3. Love Is a Moving Target, But We've Got Something on Cupid

Don't despair that we are so often out of sync with each other. Love is a moving target, but the most successful of us in love have got something on Cupid. Even couples who are happily married, committed, and happy in their relationships disagree, fight, and lose their cool. The difference is that these same folks have also learned how to make an art out of repairs.

One easy way is to say I'm sorry without defensiveness: "I'm sorry I made you feel unimportant by leaving our text thread hanging and not responding to you for several hours. I know how much that bothers you." Another method is to remind your significant other how you feel without attacking them by saying something like: "I felt disappointed when you came home from work so late and missed our special show. I love watching that together!"

Notice how each of these repairs makes the room for noticing what hurt and was out of sync but also gives the opportunity and invitation for connecting again.
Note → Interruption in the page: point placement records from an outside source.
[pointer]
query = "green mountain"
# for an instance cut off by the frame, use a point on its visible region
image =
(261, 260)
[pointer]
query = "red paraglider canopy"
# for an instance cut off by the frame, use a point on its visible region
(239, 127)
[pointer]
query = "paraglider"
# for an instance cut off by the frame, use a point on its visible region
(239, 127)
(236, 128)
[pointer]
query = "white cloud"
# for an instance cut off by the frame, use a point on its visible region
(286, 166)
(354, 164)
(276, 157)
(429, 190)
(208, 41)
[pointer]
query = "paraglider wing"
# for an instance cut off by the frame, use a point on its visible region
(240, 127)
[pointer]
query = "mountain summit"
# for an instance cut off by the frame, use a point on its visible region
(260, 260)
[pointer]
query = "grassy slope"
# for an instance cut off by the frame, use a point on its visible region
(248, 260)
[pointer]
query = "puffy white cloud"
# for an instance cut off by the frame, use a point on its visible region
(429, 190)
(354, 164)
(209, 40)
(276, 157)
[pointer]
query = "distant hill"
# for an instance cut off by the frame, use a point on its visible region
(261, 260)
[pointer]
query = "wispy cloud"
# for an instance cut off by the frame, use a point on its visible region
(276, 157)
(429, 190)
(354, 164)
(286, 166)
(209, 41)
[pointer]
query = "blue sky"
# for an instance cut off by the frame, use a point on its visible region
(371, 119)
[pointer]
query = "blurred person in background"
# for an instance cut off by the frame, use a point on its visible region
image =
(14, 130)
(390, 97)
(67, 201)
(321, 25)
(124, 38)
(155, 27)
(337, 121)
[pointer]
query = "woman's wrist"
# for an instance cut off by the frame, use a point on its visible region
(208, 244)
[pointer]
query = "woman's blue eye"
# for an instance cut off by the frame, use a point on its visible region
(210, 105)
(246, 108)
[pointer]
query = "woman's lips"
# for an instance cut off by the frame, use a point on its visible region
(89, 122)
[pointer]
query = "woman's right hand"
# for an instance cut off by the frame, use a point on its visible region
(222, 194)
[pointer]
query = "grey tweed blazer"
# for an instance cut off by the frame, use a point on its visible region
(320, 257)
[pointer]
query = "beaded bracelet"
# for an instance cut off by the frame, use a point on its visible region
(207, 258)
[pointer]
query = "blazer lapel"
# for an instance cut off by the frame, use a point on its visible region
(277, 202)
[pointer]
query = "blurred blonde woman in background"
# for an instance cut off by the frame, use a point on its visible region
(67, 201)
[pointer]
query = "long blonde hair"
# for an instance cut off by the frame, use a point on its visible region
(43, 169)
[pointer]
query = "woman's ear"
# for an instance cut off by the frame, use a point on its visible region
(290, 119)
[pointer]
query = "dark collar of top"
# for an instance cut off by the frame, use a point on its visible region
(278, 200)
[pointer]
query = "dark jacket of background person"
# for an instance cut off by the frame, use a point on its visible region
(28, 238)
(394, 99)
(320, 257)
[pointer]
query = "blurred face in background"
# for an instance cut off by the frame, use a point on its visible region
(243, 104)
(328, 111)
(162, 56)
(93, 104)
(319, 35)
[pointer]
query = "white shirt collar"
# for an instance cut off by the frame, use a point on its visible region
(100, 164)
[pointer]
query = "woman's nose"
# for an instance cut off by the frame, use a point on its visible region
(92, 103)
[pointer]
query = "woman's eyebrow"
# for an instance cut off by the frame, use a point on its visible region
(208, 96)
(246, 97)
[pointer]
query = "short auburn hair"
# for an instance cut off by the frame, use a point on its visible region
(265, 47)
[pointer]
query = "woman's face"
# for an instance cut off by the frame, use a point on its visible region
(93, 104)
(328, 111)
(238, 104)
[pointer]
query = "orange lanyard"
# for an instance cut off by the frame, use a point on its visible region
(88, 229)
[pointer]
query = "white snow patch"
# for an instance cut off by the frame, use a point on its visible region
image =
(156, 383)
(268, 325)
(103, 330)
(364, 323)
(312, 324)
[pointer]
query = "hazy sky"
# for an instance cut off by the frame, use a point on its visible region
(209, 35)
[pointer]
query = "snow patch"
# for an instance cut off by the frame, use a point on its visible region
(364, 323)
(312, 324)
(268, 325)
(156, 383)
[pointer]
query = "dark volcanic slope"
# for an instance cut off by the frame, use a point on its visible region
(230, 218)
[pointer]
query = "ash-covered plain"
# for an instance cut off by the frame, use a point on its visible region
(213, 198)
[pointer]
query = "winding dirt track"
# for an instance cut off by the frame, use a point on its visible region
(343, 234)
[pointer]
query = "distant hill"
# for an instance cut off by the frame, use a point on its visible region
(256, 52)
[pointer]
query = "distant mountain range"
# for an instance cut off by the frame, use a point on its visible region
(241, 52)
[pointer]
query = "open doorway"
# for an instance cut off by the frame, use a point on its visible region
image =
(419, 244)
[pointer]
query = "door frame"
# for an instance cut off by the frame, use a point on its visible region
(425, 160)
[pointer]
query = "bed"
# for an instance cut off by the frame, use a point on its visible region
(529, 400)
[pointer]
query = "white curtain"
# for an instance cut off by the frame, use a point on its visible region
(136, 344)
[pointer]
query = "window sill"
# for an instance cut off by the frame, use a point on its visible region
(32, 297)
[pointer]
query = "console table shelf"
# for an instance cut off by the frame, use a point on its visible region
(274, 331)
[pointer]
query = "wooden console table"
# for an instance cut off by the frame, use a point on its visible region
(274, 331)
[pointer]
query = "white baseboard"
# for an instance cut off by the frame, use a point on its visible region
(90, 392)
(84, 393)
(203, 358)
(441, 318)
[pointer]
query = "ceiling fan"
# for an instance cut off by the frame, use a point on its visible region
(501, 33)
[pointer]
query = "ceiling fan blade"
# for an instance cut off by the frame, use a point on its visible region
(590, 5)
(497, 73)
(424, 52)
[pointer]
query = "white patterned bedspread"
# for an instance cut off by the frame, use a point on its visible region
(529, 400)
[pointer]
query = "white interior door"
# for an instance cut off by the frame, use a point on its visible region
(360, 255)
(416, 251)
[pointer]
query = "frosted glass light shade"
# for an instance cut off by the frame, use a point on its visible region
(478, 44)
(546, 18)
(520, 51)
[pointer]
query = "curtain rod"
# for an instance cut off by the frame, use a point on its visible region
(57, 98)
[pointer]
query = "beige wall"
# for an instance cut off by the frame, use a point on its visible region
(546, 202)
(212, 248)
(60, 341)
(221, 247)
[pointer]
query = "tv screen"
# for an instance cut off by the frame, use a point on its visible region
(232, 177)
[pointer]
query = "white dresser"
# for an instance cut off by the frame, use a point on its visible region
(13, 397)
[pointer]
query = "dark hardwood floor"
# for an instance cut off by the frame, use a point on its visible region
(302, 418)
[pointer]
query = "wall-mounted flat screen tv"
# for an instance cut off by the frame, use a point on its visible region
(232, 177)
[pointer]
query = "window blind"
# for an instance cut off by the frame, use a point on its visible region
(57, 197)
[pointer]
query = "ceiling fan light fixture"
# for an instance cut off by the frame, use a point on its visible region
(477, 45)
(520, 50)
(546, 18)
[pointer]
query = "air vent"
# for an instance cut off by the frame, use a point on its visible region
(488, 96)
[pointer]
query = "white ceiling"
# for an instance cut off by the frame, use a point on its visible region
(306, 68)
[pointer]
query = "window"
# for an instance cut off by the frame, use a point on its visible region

Even better, the meta-message in these statements says, "I really love being close to you, and I want to make this better."

4. Be Romantic With a Capital "R" and Fall in Love With the World

We sometimes get so caught up in the love in our relationships that we forget to fall in love with the world around us and allow ourselves to be continually reenchanted. This is what the Romantic poets saw, and what mental health experts are now seeing in research about the power of awe and wonder. Savor the sunset coming down on the ocean, enjoy the wind rustling the trees in your own backyard, and notice the way the light hits the buildings just so in the cityscape. Better yet, share these moments with the one you love, and you will have it all.

For this Valentine's and beyond, regularly fall in love with yourself, your partner, and the world, and you just might find that Valentine's isn't just one day of the year. Instead, life will become a series of romantic moments that take your breath away.